Research and Development: In scientific research or software development, AI Agents can perform automated experimental design, code generation, bug fixing, and other tasks.
The application of AI Agents is increasingly valued because they can autonomously execute complex tasks, and their potential in various industries is continually being explored and expanded. These functionalities and uses demonstrate how AI Agents can simplify processes, enhance efficiency, and open up new application fields through intelligent means.
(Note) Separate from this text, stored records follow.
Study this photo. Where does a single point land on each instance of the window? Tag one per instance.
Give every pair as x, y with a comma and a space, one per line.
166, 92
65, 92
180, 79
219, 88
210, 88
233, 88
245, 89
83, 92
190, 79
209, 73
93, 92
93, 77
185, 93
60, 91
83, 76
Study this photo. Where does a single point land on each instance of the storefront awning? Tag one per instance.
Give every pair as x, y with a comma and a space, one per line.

(3) Challenges and Development Directions of On-chain AI Agents
At present, on-chain AI agents face issues such as limited computing resources, low intelligence levels, and difficulties in integrating with other blockchain components. In the future, further optimization of blockchain technology is needed to enhance its processing capacity and scalability, while strengthening the deep integration of artificial intelligence technology with blockchain technology to develop smarter and more efficient on-chain AI agents. Additionally, a comprehensive regulatory framework and standards need to be established to ensure the legal and compliant operation of on-chain AI agents.